I'm not supporting Symantec, and not supporting startcom either.

I'm asking that you figure out who the bad guy is, and stop punching us instead of them. The Google fist is a one-punch killer. Be ***responsible*** with how you wield that power. Execute just bad guy, don't commit genocide!!!

cinci zoo sniper
Mar 15, 2013




moonshine is...... posted:

Regarding the whole ISP's selling browsing history etc, I'm seeing a lot of people recommend a VPN as a solution. What keeps the ISP from just MITMing your traffic?
depends on the specific implementations of the vpn

infernal machines
Oct 11, 2012

we monitor many frequencies. we listen always. came a voice, out of the babel of tongues, speaking to us. it played us a mighty dub.

Wiggly Wayne DDS posted:

Execute just bad guy, don't commit genocide!!!

Security Fuckup Megathread - v13.4 - digital genocide

anthonypants
May 6, 2007

by Nyc_Tattoo
Dinosaur Gum

Wiggly Wayne DDS posted:

I fail to see anything relevant you've said? Yes - we are all mad at Symantec, and random google vigilante-employees want to cause extreme pain and damage to that company: fair enough.

However: screwing over 30,000+ innocent bystanders IS NOT THE WAY TO DO IT.

The startcom issue was just one naughty certificate; the destruction of all startcom user websites (including mine) was a decision google made to punish startcom for lying about their business relationship with wosign. This severely hurt huge numbers of innocent bystanders again, caused irrevocable damage (no other CA offers unlimited wildcard SANs) and massive costs (startcom were 10x+ less expensive that the greedy big American CAs ripping us all of $millions for nothing more than a few DNS lookups and crypto operations).

I'm not supporting Symantec, and not supporting startcom either.

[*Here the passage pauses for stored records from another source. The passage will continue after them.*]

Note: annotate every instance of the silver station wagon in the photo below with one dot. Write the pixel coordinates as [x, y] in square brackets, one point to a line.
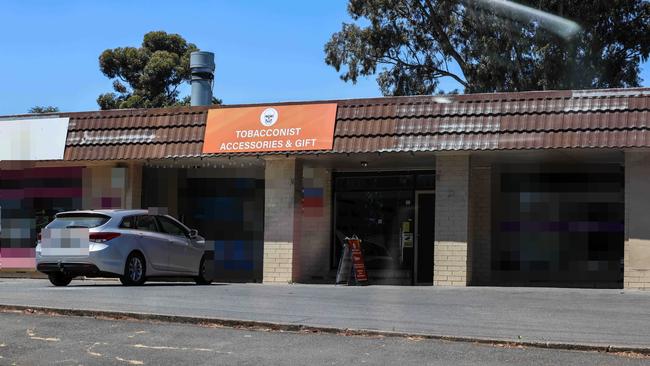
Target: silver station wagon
[132, 245]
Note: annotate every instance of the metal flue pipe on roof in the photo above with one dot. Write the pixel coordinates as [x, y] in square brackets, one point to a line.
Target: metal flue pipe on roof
[202, 69]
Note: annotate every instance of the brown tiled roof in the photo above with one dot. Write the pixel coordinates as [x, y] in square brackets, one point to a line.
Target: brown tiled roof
[611, 118]
[136, 134]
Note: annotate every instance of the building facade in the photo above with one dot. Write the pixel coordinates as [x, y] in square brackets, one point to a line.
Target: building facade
[507, 189]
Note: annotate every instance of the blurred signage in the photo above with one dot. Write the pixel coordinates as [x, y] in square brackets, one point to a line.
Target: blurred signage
[33, 138]
[270, 128]
[352, 267]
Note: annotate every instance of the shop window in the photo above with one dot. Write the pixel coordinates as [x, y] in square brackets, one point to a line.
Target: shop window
[559, 225]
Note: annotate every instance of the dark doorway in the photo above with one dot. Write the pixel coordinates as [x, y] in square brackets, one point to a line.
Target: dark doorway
[425, 223]
[379, 207]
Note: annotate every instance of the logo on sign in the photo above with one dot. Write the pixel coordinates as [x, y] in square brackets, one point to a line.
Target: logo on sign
[268, 117]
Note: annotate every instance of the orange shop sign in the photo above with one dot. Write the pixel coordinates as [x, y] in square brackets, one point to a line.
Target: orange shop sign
[270, 128]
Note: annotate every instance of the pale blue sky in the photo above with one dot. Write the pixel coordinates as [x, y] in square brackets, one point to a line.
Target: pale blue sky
[266, 51]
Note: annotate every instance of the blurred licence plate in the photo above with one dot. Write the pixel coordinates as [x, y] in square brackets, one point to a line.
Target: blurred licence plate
[65, 242]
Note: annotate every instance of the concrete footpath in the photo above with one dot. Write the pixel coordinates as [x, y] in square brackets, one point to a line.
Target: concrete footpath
[587, 317]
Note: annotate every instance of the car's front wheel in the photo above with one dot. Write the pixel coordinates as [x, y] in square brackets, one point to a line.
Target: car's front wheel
[59, 279]
[134, 270]
[204, 277]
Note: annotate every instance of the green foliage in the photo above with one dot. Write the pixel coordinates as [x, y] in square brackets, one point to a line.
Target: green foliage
[43, 109]
[148, 76]
[411, 44]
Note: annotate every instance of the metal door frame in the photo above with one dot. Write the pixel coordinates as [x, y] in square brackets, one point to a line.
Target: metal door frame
[416, 237]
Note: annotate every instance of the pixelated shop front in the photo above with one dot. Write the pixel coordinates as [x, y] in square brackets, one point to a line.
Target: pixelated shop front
[542, 188]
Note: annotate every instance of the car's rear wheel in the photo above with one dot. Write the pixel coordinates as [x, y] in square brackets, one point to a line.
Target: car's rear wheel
[59, 279]
[204, 278]
[134, 270]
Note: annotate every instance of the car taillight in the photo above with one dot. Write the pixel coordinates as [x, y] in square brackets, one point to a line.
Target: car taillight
[102, 237]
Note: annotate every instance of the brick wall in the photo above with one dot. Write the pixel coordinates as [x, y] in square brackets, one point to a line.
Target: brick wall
[480, 223]
[451, 227]
[637, 221]
[281, 219]
[315, 243]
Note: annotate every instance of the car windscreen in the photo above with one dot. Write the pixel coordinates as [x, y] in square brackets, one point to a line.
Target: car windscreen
[78, 221]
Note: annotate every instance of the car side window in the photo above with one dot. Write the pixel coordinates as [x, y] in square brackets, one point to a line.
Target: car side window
[128, 222]
[146, 223]
[170, 227]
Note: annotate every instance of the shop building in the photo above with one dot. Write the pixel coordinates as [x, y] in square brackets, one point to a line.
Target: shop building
[541, 188]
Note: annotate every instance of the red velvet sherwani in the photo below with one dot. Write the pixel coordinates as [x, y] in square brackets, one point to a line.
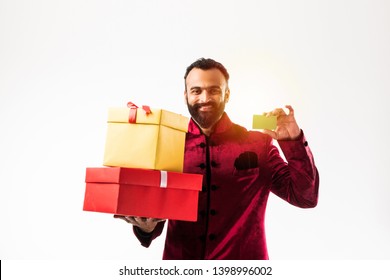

I'm asking that you figure out who the bad guy is, and stop punching us instead of them. The Google fist is a one-punch killer. Be ***responsible*** with how you wield that power. Execute just bad guy, don't commit genocide!!!
caveat emptor, bitch

moonshine is......
Feb 21, 2007

Touche. I was not thinking through that clearly.

vOv
Feb 8, 2014

of course the real question is how to find a VPN you can trust

infernal machines
Oct 11, 2012

we monitor many frequencies. we listen always. came a voice, out of the babel of tongues, speaking to us. it played us a mighty dub.
yeah, you're basically trusting that your vpn provider, or the vps host you use if you roll your own, is not selling your traffic instead

some rando eastern european outfit offering service for $3/mo. is probably not going to be particularly well vetted

ate shit on live tv
Feb 15, 2004

by Azathoth
You know what would be great, if we used the government to pass a law that forbade providers from doing that...wait a minute.

stoopidmunkey
May 21, 2005

yep

moonshine is...... posted:

Regarding the whole ISP's selling browsing history etc, I'm seeing a lot of people recommend a VPN as a solution. What keeps the ISP from just MITMing your traffic?

I (very likely) could be wrong, but wouldn't using a non-your-isp dns server get around this? I use opendns' public servers and was hoping it would protect me since they wouldn't see my dns queries which are the most likely first thing anyone would look at.

they can still get records from opendns, but it makes it a little harder since it's a separate warrant and may not even apply as opendns is not an isp, just a dns service.

Shame Boy
Mar 2, 2010

Wiggly Wayne DDS posted:

The startcom issue was just one naughty certificate; the destruction of all startcom user websites (including mine) was a decision google made to punish startcom for lying about their business relationship with wosign.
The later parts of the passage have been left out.